Family Bank has fully settled the interest and principal of the Sh2.019 billion medium-term note that it borrowed five years ago to fund growth.
The lender said Tuesday the bondholders have now been paid the full amount with the accrued interest of the final six months, having come in on Monday.
“We wish to thank the investors who participated in the medium-term note. The note supported the bank in its expansion plans and served to strengthen the capital base to be able to increase lending to medium and small-sized enterprises,” said Rebecca Mbithi, Family Bank chief executive.
The bank issued the bond in three tranches of Sh1.297 billion, Sh600.8 million and Sh120.4 million and was arranged by Faida Investment Bank and NIC Capital.
The mid-tier lender tapped into the bond market in September 2015 to raise money for branch expansion, investment in ICT software, loan book growth and strengthening its capital base.
Family Bank’s redemption of its medium-term notes now leaves the value of outstanding corporate bonds trading on the Nairobi Securities Exchange (NSE) at below Sh19 billion.
There were just five such debt instruments valued at Sh19.1 billion as of December, down from 20 bonds valued at Sh61.9 billion at the end of 2018.
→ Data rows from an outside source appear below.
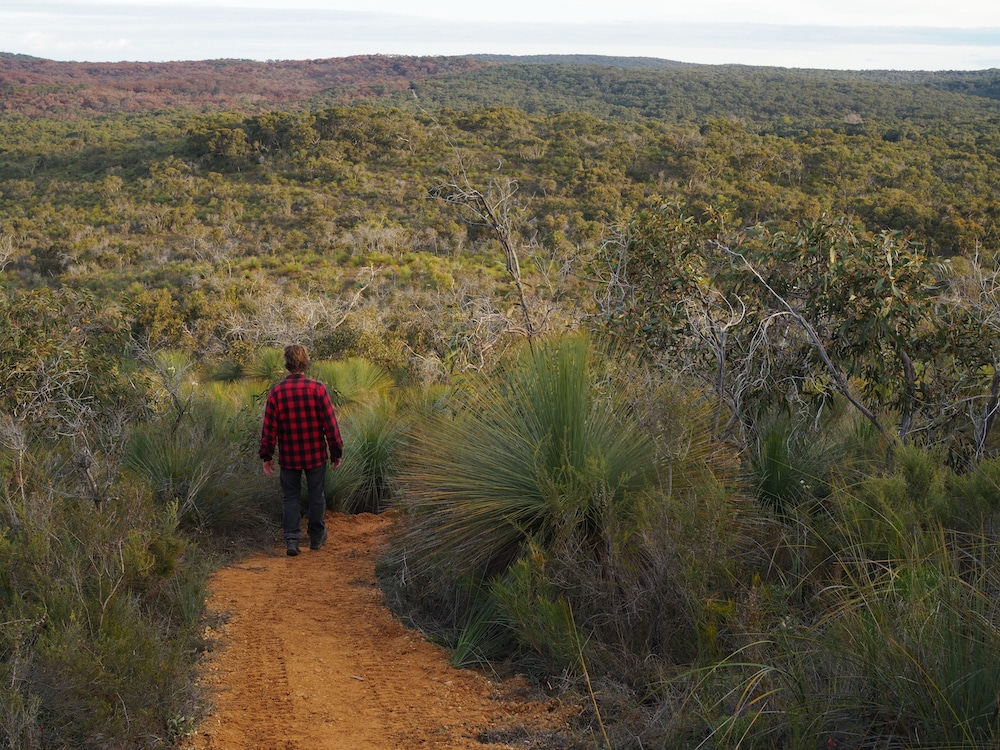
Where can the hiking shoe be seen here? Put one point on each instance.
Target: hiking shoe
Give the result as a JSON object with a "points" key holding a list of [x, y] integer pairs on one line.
{"points": [[318, 543]]}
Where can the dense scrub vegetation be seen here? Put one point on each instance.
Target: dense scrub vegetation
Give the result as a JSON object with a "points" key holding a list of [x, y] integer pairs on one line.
{"points": [[682, 379]]}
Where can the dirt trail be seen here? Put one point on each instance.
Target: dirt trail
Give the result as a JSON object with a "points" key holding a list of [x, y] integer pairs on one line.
{"points": [[310, 659]]}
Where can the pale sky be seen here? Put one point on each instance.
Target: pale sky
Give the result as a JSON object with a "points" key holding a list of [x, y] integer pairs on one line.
{"points": [[839, 34]]}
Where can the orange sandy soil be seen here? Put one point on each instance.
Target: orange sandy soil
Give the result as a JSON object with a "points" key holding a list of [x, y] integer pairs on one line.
{"points": [[307, 657]]}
The outstanding bonds include those issued by Stanbic Bank, NCBA, East African Breweries and Real People and Centum Real Estate Limited.
Activity in the corporate bond market in the years leading to 2015 was fairly active until defaults and fraud by Chase Bank and Imperial Bank hurt investor confidence and subsequently discouraged new debt issues.
Centum Real Estate’s Sh2.96 billion and Acorn Project’s Sh2.03 billion bond that were issued last November and October respectively marked the latest additions on the NSE but were both marked by under subscriptions.
Investors are still seeking recourse on their Sh4.82 billion and Sh2 billion Chase and Imperial bonds respectively after the two banks sunk into receivership.
Other firms in which debt investors have lost money include Nakumatt Supermarkets, Athi River Mining Cement and Kaluworks.
With reduced enthusiasm for corporate bonds, companies have turned to alternative sources of funds to fuel their growth.
These include taking loans from local banks and development finance institutions and shareholders besides selling stakes to private equity firms.